The Summer Solstice

Friday, June 19, 2020

Hello dear email subscribers,

WHAT A WEEK! I can't stop thinking about how many nights I spent this spring so, so worried that nothing would ever grow, and now it feels as if things are growing before my eyes. No, for real, I saw a zucchini grow in front of my eyes today. Time is so strange. It was only four months ago that Andy and I returned from a month long trip to Japan and really began digging in and stewarding our little piece of land. Only four months! I'm not going to lie, when our neighbors stop by and tell how us how much has changed and how hard we have working, my heart swells a little. I also worry a little. We read somewhere that you should live in a place for all four seasons before making any major changes. It does feel as if we may have jumped the gun...but it also feels as if we're living the dream. I guess both of those things can be true.

Here's your nifty table:

What we've harvested for you this week: peas, hakurei turnips, gorgeous head lettuce of all varieties, spinach, salad mix, arugula, hon tsai tai broccoli, baby boy choy, radishes, and herbs.
Where you can get it: Port Angeles Farmers Market, Downtown Transit Center, Saturday 10-1. Go get yourself some Sasquatch doughnuts and then head to us for the healthy eats
Veggies on deck: carrots and yellow squash, and some straighter zucchini. (they're still a little wonky shaped)

Tonight we played a game where Andy picked a topic and I wrote what comes to mind. He chose the Summer Solstice, I poured a beer (home-brewed by yours truly), and here I am.

Andy is my solar system guy. I cannot tell you how many times he has explained to me, my family, and my friends, the orbit of the earth around the sun, the rotation on its axis, and what that means for the seasons, the equinoxes, the solstices, the position of the sun in the sky, the day length, etc. The lessons usually involve whatever props we have within arms reach. Sometimes we just use our heads and fists to represent the sun and earth. These lessons are always hilarious, informative, and unfortunately, usually forgotten. Bless Andy for reexplaining every single time someone asks him to.

I've never been so aware of the way the sun moves as I am since moving to Port Angeles. The sun has become a trusty friend in a way. I check on it each morning and track its progress through the sky. I take note of where it starts and ends each day, and at what time. Each day the sun sits further north in the sky and rises and sets at a sharper angle to the horizon. Winter is not far enough in the past to have forgotten where the sun was in those wetter and darker months, and I am astonished by how far it has traveled in the sky since then. Or rather, how much we've traveled.

It's kind of incredible to think about how we, unobservant humans, experience the effects of the earth hurtling through space. Andy and I did some intense mental math a few weeks ago and figured out based on the distance of the earth from the sun (93,000,000 miles) that we are traveling at 66,666.6667 mph around the sun. Right now. Makes you kinda queasy doesn't it? No, it actually doesn't make you queasy, and that is exactly what is so crazy. We are traveling so fast and yet can't feel a thing. The only perceptible sensation is the sun's warmth as it travels higher in the sky each day and the joy we feel as the days get longer.

We welcome the Summer Solstice. We welcome the bounty of food and energy that comes with more sunlight. We have more picnics, sleep so much less, and sometimes even indulge in the wearing of a tank top. (Dang it's cold up here in the PNW!) The Summer Solstice is the longest day of the year. From here until the Winter Solstice our days are only getting shorter. I want to selfishly hold onto this day. It came too fast. I didn't appreciate the lengthening of days enough. Didn't get up early enough. Didn't swim, ride my bike, or take enough evening walks. Can I freeze the earth in its orbit for just a few days?

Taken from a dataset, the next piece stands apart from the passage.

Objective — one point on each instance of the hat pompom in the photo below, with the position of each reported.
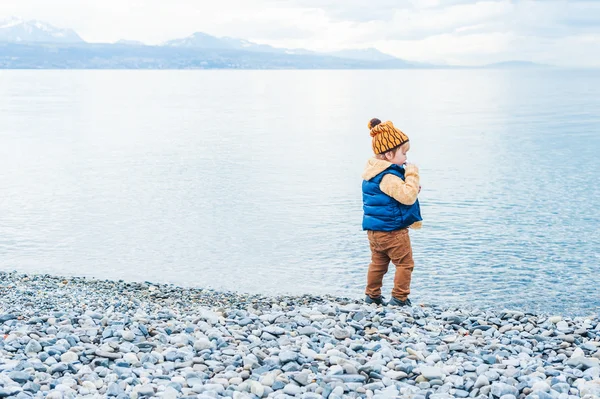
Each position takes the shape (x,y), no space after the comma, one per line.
(373,122)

The beauty is that I can't freeze this thousands of miles per hour hurtle through space. It forces a kind of gratitude on me that I would never have if it weren't for the changing of the seasons. We keep on flying, so fast we can't even feel it. I like to try to though. I notice warmth as it travels up my cheek where I eat breakfast on the back porch. I notice the crops on the north side of the beds as they grow faster and taller than those on the south side. I notice the quality of light and which shadows are cast where and when throughout the day. I learn about place and space and time, and in turn I feel a sense of belonging. The more I notice about the patterns of this land, the more I feel like I belong to it.

It reminds me of my favorite poem of the moment, "A Lover's Quarrel" by Sam Hamill. I'll write you out the first stanza.

There are some to whom a place means nothing,
for whom the lazy zeroes
a goshawk carves across the sky
are nothing,
for whom a home is something one can buy.
I have long wanted to say,
just once before I die,
I am home.

I'll leave you with that for tonight. Look up the poem, it is amazing! Write back and tell me how you feel about the Summer Solstice, how you celebrate, and how you feel about the days growing shorter now. I'm notoriously bad at checking email, except now I look forward to a few responses from you guys each Saturday, and so I check more often.